Viviamo costantemente sospesi tra ciò che è stato e ciò che sarà. Il presente, quell’istante che cerchiamo di afferrare per sentirci vivi è sfuggente, quasi un’illusione. Appena ci rendiamo conto di viverlo, è già diventato passato, eppure è proprio nel presente che si concentrano le emozioni più forti, le decisioni più importanti, le relazioni più vere. Ma quanto dura davvero un attimo? Possiamo davvero viverlo fino in fondo, senza che ci scivoli tra le dita?
Questa illusione ci accompagna ogni giorno. Siamo spinti a “vivere il momento”, ma facciamo fatica a farlo davvero. La nostra mente è spesso altrove: nel passato, pieno di ricordi, rimpianti o nostalgie; o nel futuro, colmo di attese, speranze e paure. In mezzo, resta uno spazio sottile che chiamiamo presente, ma che spesso non riusciamo a godere appieno. La tecnologia, la velocità della vita quotidiana, la costante ricerca di qualcosa di “più” ci impediscono di fermarci e respirare davvero il “qui e ora”.
Basta osservare la realtà quotidiana per accorgersi di quanto spesso il presente venga svuotato di valore. Sempre più giovani vivono la scuola come un obbligo privo di significato, studiando solo per superare una verifica, senza interesse reale per ciò che potrebbe arricchirli. Le relazioni umane diventano superficiali, ridotte a messaggi veloci o a contatti virtuali che sostituiscono il dialogo autentico. Anche l’impegno nel lavoro o nelle responsabilità quotidiane viene spesso vissuto con distacco, come se nulla meritasse davvero attenzione e dedizione. È come se il presente fosse solo qualcosa da attraversare in fretta, in attesa di un futuro migliore o diverso, dimenticando che è proprio nelle azioni di oggi che si costruisce il senso di domani. A pesare su questa instabilità c’è l’eterno, non soltanto nel senso spirituale o religioso, ma come simbolo del tempo infinito che scorre inesorabile e ci sovrasta. L’idea che tutto passi, che nulla resti fermo, che ogni emozione prima o poi svanisca, ci mette di fronte a una realtà difficile da accettare: quella della nostra fragilità. È il “peso dell’eterno”: sapere che ogni momento può essere l’ultimo di qualcosa, che le scelte di oggi possono avere effetti profondi domani, che la vita non aspetta.
Eppure, proprio in questa tensione tra l’illusione del presente e il peso del tempo infinito, si trova la chiave per vivere con maggiore consapevolezza. Se accettiamo che nulla dura per sempre, possiamo imparare a dare valore a ciò che viviamo ora nel presente, possiamo ascoltare di più, amare con più intensità, apprezzare le piccole cose e lasciare andare ciò che ci trattiene. Il presente forse è un’illusione, ma è anche un’opportunità: quella di scegliere ogni giorno chi vogliamo essere, come vogliamo vivere e che impronta vogliamo lasciare. Il tempo non torna indietro, ogni parola non detta, ogni abbraccio rimandato, ogni gesto d’affetto trattenuto si perde nel flusso del tempo che non si arresta. Ma ogni sorriso donato, ogni scelta autentica, ogni istante vissuto con presenza lascia una traccia nei ricordi di chi amiamo e nel significato che diamo alla nostra esistenza.

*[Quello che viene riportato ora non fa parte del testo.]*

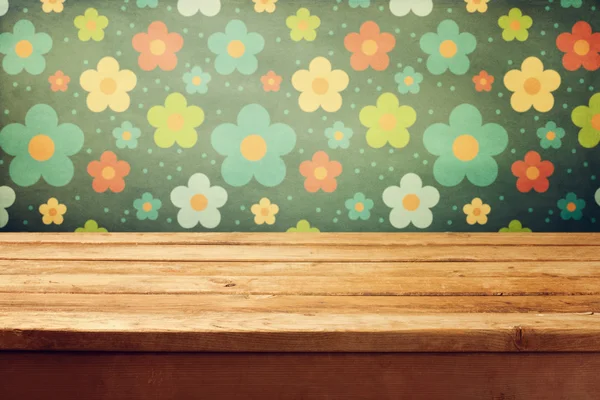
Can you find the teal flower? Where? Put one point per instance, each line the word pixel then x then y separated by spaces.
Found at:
pixel 448 49
pixel 359 207
pixel 408 80
pixel 465 148
pixel 127 135
pixel 196 81
pixel 147 207
pixel 236 49
pixel 41 147
pixel 253 147
pixel 339 136
pixel 551 135
pixel 24 49
pixel 571 207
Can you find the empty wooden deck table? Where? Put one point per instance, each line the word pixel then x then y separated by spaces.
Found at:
pixel 299 316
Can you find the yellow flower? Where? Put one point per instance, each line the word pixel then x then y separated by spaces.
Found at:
pixel 264 212
pixel 52 6
pixel 532 86
pixel 52 212
pixel 264 5
pixel 477 212
pixel 320 86
pixel 108 86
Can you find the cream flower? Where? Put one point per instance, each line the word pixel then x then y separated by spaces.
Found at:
pixel 320 86
pixel 108 86
pixel 532 86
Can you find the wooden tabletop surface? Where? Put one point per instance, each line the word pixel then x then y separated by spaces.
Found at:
pixel 234 292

La vita non ci garantisce certezze, ma ci offre infinite possibilità. Siamo noi a dare valore al tempo, a trasformare giorni normali in memorie preziose, a costruire con piccoli gesti quotidiani qualcosa che può durare oltre noi. Ed è proprio in questo il vero e profondo senso del “carpe diem”: cogli l’attimo. Non solo come invito a vivere impulsivamente, ma come scelta consapevole di non rimandare la felicità, di dare valore all’oggi senza aspettare il momento perfetto, perché il momento perfetto è adesso.

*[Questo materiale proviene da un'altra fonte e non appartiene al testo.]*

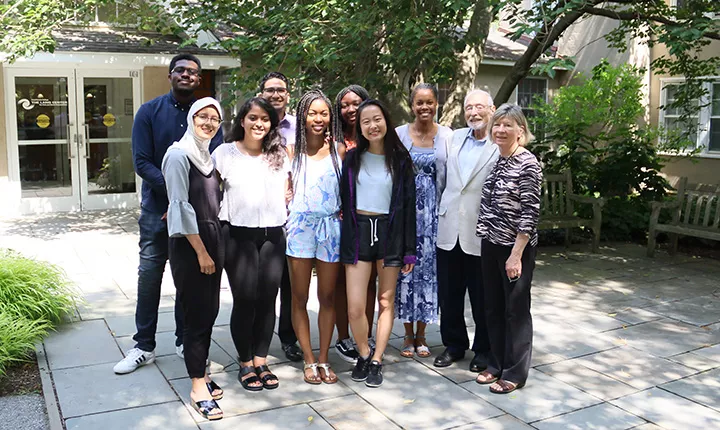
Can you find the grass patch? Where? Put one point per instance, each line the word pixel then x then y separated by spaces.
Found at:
pixel 35 296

In un mondo che ci spinge a correre, rallentare diventa un atto di coraggio. Fermarsi per osservare, per ascoltare, per esserci davvero. Forse non possiamo sfuggire all’illusione del tempo, ma possiamo renderlo nostro alleato. Possiamo decidere di vivere non solo per andare avanti, ma per lasciare un segno. E allora, forse, la vera eternità non è nel tempo che si misura, ma in quello che si sente.